About the Project

Welcome to The Pipe Organ in China Project (中國管風琴研究計劃) Website .

The Project was established in 1989 by Prof. David Francis Urrows at Hong Kong Baptist University. This website now continues the work of the Project, in particular curating and updating the Project’s Census of pipe organs in China.

All of the pipe organs included in the Appendix to Keys to the Kingdom: A History of the Pipe Organ in China (2017) are reported on this website. Additions to the Census found on this site are of three types:

  • new installations not covered in Keys to the Kingdom
  • newly-reported pipe organs which were not known to the Project at the time of publication
  • emendations to the Census or data based on new information

The What’s New page reports on these types of new data or information as they come in. A monthly update to the Website is generally published at the end of each month. We also post commentaries in blog form from the Project from time to time, and a running list of errata in Keys to the Kingdom is also available there.

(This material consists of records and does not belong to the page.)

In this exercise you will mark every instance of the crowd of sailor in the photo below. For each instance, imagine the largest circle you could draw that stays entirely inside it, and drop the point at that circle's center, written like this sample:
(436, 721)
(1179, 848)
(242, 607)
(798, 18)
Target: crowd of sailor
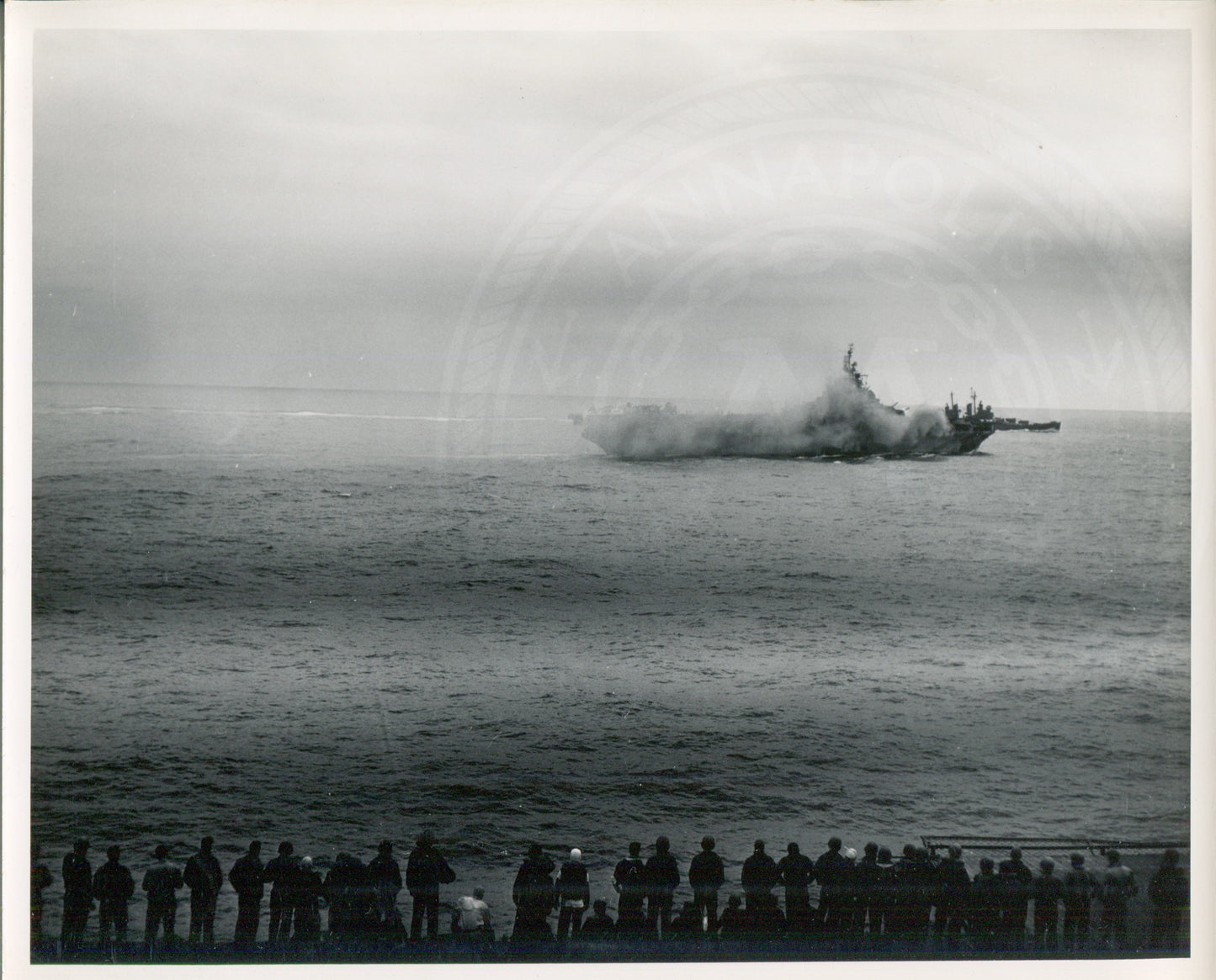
(921, 900)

In addition, the site provides links to the websites of organ builders who have built, or are currently installing new pipe organs in China. Links are also provided to other websites, especially those dealing with organs in the ASPAC region, which may be of interest to visitors to this site.

An English-Chinese Glossary of Pipe Organ Terminology is available by clicking this link: glossary. This list is an ongoing project, and will be updated from time to time.

Searching the Census

The organs included on this site are searchable by either location, or by chronology/date (generally the year of construction.) Understanding the Census ID is important to making full use of the site.

The Census ID consists of a three-letter acronym of the location + the year of construction (or, if this is not known, the date of installation, or of first documentary report, or an estimated terminus post quem.)

Example:     PEK1888     means: Peking (PEK, i.e. Beijing) and 1888 construction and/or installation.

(Note that while the text of this site (as well as that of Keys to the Kingdom) generally refers to geographical locations in Mainland China by using the current pinyin forms for Mandarin Chinese, the Census bases the ID acronym on the older, more commonly-recognized English forms.)

The site welcomes contributions to the research from anyone with relevant information to share. Please use the Contact Us page for this purpose or send an email to calcant@organcn.org. Please understand that the Project cannot perform research for other parties, or engage in discussions that lie outside of verification of reported data.

On the FAQ page, we have posted answers to relevant questions we have received, or that we anticipate receiving, and this will be updated as the site expands. Information can also be found here about purchasing Keys to the Kingdom, published by the Ferdinand Verbiest Institute at the Catholic University of Leuven, Belgium.